There was also a xmla:items structure that stored our crawling data, which I extracted into MongoDB. In xmla:requests, there is a list of requests to be crawled, and when we crawl and download, the amount of data will gradually decrease, at least not infinitely. But what is accessed in this xmla:dupefilter is deduplicated data, and every request is recorded, so this data will only grow as we crawl. So this is the focus of our optimization.

Let's plan what to do next and follow the steps:

Installation and deployment of docker environment

Redis cluster configuration operation

Analysis of user data crawling process

Analysis on the process of grabbing user reward Information

Use BloomFilter to modify scrapy-redis to reduce filter memory footprint

Anti-crawling processing: IP proxy pool, User-Agent pool

Deploy a distributed environment using Gerapy and docker

Grab data cleaning, data analysis and planning

After reading the above, have you mastered how to use scrapy to crawl and optimize 80 million user data? If you want to learn more skills or want to know more about it, you are welcome to follow the industry information channel, thank you for reading!

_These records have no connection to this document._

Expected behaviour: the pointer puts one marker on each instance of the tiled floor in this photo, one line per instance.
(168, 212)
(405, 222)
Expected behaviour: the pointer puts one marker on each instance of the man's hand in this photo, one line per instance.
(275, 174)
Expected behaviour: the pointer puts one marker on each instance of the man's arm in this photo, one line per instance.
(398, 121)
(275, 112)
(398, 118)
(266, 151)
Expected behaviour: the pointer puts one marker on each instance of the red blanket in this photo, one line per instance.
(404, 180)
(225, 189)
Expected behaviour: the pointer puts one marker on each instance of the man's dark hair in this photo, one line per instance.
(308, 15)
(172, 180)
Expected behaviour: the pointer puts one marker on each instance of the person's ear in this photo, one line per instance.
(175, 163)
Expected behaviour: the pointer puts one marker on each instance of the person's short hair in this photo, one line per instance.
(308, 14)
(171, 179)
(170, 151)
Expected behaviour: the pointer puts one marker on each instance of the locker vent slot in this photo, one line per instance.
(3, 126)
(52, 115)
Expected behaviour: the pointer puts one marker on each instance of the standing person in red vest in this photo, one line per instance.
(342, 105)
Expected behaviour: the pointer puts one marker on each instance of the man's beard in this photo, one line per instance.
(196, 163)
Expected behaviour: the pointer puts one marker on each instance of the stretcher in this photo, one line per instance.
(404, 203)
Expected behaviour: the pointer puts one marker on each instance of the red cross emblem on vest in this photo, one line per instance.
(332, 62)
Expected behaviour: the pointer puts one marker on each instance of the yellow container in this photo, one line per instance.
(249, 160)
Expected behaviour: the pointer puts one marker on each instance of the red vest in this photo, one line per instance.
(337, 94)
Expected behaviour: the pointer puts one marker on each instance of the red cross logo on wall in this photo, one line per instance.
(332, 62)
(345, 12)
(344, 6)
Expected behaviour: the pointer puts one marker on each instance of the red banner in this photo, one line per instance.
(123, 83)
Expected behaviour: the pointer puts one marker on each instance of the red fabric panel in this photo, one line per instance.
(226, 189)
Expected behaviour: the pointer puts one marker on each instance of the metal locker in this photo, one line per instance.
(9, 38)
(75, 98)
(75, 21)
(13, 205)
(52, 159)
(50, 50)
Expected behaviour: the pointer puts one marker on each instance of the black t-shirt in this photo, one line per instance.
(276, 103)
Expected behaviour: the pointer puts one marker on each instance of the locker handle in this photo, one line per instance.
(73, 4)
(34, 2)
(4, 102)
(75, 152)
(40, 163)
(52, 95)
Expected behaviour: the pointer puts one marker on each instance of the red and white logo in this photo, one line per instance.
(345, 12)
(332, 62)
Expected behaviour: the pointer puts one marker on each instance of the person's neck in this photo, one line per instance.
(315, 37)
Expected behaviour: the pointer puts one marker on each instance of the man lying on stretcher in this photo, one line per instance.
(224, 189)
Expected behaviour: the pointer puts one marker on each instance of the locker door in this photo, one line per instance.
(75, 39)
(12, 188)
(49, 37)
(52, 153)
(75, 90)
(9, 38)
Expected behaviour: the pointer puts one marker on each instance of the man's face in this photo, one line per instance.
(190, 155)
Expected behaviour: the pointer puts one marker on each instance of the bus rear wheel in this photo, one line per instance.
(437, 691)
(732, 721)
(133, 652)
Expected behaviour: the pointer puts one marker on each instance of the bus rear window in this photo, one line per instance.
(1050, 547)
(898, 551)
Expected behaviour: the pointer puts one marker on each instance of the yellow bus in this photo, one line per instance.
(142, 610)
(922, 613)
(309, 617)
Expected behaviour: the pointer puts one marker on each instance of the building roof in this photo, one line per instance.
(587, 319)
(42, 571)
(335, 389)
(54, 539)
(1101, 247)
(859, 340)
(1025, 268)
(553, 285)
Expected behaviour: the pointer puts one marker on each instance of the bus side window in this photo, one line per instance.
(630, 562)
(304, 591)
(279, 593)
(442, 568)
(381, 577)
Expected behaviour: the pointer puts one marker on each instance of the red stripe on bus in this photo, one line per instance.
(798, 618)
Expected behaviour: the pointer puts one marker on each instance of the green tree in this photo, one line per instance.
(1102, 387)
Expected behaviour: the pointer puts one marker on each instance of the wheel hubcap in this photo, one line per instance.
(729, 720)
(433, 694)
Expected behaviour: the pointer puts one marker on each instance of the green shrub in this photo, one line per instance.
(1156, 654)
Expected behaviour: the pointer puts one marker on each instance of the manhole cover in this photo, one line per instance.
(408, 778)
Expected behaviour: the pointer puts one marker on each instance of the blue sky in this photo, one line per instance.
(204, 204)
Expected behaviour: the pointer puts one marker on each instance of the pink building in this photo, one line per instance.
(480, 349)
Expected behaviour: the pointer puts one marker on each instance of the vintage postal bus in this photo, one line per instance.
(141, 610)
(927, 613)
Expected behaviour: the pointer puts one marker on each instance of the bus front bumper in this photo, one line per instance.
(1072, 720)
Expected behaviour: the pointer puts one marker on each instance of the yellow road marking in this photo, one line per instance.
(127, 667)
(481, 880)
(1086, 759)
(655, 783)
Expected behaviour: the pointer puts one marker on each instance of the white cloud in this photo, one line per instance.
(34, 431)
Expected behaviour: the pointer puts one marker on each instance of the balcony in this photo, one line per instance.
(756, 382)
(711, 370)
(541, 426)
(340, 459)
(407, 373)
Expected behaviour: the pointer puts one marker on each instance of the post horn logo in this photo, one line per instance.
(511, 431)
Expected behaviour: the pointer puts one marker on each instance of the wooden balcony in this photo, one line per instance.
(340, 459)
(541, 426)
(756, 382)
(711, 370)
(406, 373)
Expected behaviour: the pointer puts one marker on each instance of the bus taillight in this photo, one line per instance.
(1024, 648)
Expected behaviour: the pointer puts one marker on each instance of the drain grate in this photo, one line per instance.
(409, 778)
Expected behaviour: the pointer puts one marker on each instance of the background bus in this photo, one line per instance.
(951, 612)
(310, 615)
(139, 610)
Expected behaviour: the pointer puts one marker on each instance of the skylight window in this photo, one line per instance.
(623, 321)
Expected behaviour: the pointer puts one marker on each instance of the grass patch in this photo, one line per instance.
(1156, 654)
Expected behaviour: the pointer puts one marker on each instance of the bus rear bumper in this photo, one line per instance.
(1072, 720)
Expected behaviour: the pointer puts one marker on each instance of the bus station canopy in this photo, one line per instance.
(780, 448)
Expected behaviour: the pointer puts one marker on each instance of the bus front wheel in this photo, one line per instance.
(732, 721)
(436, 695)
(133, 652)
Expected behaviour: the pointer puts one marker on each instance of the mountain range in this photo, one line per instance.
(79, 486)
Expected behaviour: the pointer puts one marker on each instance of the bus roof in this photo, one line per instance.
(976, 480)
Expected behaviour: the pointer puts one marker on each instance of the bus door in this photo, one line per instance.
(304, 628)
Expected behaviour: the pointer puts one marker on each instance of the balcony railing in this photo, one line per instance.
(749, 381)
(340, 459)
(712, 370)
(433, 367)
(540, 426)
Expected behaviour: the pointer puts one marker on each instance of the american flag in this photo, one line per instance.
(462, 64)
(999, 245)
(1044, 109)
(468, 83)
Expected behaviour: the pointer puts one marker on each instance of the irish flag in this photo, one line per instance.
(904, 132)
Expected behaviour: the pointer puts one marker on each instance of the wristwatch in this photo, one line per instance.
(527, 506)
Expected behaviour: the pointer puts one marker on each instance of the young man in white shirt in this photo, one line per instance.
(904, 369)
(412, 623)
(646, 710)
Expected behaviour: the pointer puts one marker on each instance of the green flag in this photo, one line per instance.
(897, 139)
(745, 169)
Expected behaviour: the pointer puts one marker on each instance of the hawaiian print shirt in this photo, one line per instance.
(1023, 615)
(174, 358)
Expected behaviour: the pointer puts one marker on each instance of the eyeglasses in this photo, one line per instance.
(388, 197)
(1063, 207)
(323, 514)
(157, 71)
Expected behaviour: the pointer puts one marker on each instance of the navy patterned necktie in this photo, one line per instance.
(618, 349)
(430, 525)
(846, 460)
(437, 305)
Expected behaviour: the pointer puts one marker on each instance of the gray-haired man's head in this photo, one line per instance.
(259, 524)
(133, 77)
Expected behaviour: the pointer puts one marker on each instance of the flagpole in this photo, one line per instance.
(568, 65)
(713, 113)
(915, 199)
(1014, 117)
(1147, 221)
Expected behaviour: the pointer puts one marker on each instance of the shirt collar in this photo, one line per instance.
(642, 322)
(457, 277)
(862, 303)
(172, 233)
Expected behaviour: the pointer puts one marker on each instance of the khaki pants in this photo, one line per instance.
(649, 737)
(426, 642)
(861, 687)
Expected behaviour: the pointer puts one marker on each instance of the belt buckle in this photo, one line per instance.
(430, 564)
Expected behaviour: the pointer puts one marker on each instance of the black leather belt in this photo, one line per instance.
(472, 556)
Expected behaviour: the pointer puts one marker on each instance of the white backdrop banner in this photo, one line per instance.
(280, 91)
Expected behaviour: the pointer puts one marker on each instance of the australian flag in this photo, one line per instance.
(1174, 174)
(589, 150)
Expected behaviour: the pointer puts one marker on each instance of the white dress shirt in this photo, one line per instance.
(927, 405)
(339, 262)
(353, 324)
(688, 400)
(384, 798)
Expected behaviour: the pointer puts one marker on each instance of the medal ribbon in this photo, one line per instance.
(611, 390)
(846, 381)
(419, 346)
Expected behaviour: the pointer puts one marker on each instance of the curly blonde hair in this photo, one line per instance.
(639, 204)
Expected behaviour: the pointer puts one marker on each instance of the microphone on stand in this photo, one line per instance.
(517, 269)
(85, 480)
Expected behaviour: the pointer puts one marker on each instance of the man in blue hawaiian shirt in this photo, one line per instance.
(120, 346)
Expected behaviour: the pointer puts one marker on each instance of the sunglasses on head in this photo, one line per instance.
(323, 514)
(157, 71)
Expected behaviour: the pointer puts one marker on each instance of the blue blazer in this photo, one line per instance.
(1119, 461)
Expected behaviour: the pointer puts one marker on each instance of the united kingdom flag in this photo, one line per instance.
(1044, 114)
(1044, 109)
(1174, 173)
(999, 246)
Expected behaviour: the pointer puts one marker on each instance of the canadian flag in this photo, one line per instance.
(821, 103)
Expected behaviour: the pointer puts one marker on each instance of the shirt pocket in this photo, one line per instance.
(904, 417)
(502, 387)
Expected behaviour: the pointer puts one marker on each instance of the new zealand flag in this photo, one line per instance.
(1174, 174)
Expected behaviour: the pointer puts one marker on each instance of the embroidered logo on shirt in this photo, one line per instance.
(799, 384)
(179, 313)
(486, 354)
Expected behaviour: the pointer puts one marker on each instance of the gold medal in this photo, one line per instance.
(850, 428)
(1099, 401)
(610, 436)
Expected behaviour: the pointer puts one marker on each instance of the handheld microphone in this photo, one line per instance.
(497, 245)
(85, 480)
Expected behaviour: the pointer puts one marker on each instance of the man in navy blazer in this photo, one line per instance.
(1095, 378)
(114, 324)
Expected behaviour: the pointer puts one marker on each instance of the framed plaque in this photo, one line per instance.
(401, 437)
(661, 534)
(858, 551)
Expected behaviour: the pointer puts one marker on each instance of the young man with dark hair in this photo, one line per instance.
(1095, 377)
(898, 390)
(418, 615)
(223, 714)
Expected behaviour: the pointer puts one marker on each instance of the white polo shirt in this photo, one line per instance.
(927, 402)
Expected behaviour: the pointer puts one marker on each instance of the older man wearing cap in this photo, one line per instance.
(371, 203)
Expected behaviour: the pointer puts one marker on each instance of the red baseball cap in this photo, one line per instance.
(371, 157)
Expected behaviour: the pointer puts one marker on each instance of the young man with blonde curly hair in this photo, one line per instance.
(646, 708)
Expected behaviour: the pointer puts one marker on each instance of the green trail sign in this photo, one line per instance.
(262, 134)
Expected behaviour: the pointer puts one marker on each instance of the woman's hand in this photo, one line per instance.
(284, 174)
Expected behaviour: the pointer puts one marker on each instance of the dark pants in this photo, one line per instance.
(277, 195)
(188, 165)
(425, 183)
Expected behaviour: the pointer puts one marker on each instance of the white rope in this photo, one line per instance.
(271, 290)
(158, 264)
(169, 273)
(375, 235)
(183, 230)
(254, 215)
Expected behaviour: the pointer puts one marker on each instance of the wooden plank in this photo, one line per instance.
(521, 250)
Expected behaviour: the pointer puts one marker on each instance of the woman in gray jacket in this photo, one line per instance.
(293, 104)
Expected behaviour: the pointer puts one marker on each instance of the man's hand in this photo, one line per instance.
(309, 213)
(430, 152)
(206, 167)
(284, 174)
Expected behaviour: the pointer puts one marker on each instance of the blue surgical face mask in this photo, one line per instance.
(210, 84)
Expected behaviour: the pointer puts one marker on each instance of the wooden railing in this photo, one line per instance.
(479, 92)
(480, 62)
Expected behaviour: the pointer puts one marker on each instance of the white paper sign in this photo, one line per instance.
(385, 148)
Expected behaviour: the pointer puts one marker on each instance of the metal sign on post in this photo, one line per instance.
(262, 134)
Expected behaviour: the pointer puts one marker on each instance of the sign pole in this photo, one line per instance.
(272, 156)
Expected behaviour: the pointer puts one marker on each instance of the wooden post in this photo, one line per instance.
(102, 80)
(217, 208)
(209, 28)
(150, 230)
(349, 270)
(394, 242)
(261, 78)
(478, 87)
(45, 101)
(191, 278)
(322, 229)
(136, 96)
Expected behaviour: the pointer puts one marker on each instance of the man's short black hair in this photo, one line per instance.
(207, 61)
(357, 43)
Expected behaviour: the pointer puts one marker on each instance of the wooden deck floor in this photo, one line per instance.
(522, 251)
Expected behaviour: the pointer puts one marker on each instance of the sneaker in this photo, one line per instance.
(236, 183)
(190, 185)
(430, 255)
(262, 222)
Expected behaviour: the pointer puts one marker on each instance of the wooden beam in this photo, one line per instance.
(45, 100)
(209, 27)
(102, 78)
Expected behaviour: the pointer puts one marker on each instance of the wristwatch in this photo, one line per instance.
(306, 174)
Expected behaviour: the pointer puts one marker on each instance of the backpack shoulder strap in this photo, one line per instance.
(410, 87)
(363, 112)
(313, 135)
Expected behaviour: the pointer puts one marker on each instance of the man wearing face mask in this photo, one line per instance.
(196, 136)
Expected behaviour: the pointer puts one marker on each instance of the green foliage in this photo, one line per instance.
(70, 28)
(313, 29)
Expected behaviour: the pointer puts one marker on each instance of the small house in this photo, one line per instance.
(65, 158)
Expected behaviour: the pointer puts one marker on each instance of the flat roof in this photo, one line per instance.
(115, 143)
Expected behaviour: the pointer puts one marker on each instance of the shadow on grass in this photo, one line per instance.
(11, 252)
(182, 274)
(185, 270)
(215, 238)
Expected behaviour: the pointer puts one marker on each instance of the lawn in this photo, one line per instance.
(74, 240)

Welcome to subscribe "Shulou Technology Information " to get latest news, interesting things and hot topics in the IT industry, and controls the hottest and latest Internet news, technology news and IT industry trends.

*The comments in the above article only represent the author's personal views and do not represent the views and positions of this website. If you have more insights, please feel free to contribute and share.